Similar observations have also been reported in patients with acquired loss of B cells following the use of rituximab. Papalexandri et al. reported restricted T cell repertoire post-rituximab administration in patients who underwent allogenic haematopoietic cell transplantation for chronic graft versus host disease (GvHD) and Epstein-Barr virus (EBV) reactivation. Upon profiling of TCR beta gene repertoire (TRB), it was found that 3 TRBV (V β repertoire) genes constituted approximately half of the total repertoire, thereby indicating remarkable skewing. Clonal sharing of TRBV gene segments impairs the diversity and may give rise to oligoclonal rather than polyclonal TCR. A restricted TCR diversity was reported to be associated with EBV and cytomegalovirus (CMV) reactivation and chronic GvHD in patients with particular germ line encoded T cell clones [60].

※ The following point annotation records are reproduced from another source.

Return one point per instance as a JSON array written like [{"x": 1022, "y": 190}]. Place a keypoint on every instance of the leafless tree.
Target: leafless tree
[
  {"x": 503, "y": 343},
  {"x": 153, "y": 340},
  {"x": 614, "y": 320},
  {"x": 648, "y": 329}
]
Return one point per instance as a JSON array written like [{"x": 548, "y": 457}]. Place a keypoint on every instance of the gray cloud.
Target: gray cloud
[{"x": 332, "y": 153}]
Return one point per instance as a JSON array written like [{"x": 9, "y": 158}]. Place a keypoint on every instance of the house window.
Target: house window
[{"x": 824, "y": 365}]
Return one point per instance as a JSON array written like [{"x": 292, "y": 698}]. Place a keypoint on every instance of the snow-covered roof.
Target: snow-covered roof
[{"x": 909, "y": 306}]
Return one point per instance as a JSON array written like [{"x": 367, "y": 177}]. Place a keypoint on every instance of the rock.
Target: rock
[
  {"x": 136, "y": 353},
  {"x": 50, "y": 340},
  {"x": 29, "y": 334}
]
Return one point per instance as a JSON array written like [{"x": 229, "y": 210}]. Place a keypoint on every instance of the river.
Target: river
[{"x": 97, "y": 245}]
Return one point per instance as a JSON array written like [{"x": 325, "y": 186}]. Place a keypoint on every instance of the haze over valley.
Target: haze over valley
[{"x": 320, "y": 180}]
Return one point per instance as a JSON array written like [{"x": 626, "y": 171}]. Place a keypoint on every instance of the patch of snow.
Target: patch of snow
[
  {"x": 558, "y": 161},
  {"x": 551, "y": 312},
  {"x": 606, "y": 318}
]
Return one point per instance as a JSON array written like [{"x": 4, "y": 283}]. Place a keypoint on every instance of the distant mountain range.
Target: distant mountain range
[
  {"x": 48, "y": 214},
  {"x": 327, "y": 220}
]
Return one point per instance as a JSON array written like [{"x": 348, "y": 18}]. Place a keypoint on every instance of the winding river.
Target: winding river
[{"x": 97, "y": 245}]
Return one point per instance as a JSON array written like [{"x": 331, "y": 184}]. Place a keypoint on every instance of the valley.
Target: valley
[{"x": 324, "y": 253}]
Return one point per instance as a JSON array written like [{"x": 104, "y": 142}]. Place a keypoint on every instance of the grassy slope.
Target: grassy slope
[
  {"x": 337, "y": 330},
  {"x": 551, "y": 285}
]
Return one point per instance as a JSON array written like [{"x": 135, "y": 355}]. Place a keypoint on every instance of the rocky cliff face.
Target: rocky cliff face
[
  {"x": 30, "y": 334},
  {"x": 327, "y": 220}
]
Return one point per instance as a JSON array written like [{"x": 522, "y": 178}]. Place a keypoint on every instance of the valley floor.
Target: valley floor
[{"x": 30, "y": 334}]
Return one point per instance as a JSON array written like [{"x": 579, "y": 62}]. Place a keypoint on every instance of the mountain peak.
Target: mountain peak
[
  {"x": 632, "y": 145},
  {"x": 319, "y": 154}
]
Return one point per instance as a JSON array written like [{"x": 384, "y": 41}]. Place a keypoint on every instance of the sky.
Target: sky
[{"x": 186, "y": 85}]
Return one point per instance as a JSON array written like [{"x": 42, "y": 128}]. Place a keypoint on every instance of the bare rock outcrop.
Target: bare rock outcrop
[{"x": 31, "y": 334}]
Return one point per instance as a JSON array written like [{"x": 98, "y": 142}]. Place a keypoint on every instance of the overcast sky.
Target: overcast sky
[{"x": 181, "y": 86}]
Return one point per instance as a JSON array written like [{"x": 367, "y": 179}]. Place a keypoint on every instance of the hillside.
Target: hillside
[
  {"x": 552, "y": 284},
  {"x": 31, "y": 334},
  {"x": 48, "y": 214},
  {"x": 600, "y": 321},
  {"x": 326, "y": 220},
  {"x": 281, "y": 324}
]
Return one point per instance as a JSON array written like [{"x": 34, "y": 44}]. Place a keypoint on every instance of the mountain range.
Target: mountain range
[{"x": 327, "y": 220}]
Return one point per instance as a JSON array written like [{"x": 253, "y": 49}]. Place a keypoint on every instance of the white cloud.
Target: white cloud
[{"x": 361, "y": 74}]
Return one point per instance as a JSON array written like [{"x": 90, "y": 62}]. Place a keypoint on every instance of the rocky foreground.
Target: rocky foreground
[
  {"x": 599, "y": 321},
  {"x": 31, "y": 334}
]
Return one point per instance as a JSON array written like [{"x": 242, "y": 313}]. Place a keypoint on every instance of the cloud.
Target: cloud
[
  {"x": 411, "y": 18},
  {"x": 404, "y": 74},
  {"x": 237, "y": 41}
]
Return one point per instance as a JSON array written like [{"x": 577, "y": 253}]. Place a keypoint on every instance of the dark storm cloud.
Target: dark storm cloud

As mentioned above, it may not be possible to compare the results of TCR alterations following the use of B cell depletion therapy from patients with XLA. However, results of the study on restricted TCR repertoire following acquired depletion of B cells suggest that the defect could be more profound in patients with XLA.

Conclusion

To conclude, B cells also play an important role in the development and function of the T cell compartment. A spectrum of T cell abnormalities has been reported in patients with XLA. These may vary from the mild reduction in Tfh cells to markedly decrease Th17 cells, Treg cells, memory T cells and an altered TCR repertoire. At present, the clinical significance of these T cell abnormalities has not been studied in detail. However, these abnormalities may result in an increased risk of viral infections, autoimmunity, autoinflammation and possibly chronic lung disease.